A frente do restaurante estava destruída, cápsulas de balas estavam pelo chão, espalhadas. A cada passo que dava ouvia os vidros se quebrando e deslizando sobre a sola dos tênis, fazendo meu equilíbrio ficar atrapalhado, a pintura nova foi destruída pelas marcas de buracos e respingos de sangue.

Passei pela calçada para entrar no restaurante, as mesas estavam furadas e as cadeiras caídas, o  espelho que cobria toda a parede do fundo do espaço estava trincado com buracos pequenos de balas, o sangue seco de Rafael trilhava da porta do corredor até a cozinha onde fiz ele pagar por sua vida.

Não lembro muito bem do como  o local estava mas podia jurar que haviam corpos no chão de fora e aqui dentro também, mas eles já não estavam aqui e a faixa da polícia não estava grudada na entrada.

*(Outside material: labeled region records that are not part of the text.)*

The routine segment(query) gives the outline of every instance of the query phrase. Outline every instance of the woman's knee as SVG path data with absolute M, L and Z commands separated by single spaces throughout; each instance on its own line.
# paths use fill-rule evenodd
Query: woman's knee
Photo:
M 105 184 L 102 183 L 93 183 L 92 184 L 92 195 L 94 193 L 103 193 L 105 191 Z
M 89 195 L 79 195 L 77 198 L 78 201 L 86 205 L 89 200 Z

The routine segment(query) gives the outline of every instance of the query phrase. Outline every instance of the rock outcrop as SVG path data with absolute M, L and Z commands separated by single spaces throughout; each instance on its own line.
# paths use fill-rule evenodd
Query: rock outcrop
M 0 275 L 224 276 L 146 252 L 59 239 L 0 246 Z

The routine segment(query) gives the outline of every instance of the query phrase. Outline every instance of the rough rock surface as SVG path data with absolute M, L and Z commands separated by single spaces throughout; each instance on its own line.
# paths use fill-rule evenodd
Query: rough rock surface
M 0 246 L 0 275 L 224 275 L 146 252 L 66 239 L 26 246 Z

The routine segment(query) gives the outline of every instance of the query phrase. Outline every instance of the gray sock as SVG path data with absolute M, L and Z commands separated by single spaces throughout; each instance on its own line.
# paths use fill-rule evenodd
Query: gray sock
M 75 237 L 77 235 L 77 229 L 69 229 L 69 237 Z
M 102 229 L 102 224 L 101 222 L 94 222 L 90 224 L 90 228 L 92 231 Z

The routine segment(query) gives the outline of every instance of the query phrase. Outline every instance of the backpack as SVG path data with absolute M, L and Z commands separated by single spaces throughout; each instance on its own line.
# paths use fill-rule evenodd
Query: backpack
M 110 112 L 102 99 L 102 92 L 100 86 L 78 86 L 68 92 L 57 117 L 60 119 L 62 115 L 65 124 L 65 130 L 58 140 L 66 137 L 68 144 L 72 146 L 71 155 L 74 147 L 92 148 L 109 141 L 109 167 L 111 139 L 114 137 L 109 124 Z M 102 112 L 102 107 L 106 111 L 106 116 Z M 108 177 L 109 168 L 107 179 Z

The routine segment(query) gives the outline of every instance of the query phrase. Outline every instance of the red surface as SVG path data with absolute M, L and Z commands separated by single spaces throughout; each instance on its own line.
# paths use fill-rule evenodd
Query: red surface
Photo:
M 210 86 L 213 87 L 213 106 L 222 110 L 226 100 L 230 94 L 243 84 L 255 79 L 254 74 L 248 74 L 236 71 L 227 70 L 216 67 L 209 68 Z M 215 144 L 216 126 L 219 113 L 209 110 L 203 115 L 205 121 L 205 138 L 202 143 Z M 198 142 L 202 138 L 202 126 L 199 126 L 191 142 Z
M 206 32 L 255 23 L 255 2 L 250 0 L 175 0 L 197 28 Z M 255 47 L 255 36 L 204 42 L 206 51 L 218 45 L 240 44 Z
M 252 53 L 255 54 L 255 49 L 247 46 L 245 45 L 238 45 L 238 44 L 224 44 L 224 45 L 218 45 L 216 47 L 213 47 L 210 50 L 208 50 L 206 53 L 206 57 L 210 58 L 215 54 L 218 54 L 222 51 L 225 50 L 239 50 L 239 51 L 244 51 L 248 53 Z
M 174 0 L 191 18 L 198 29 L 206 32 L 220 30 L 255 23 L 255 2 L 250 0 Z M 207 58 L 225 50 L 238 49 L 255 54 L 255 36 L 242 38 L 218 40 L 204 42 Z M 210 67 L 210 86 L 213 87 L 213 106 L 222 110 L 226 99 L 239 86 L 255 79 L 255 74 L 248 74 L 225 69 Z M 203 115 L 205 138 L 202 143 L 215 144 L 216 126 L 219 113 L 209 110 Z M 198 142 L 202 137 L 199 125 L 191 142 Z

Atravessei o amplo espaço para chegar ao corredor claro pelas luzes que haviam no teto branco, andei deslizando as pontas dos dedos na parede com textura de papel de parede amontoado um em cima do outro, até chegar a escada caracol meia queimada que levaria para o segundo andar onde me despediria deles. 

O andar inferior foi queimado por inteiro na exploração quebrando os vidros do primeiro andar e a porta de vidro temperado também, já o segundo teve uma queimação em baixo de cada cômodo que Rafael foi obrigado a restaurar para voltar a morar aqui, o caminhão de bombeiros chegaram na hora que o fogo estava indo para as lojas e apartamentos vizinhos para apagar o incêndio.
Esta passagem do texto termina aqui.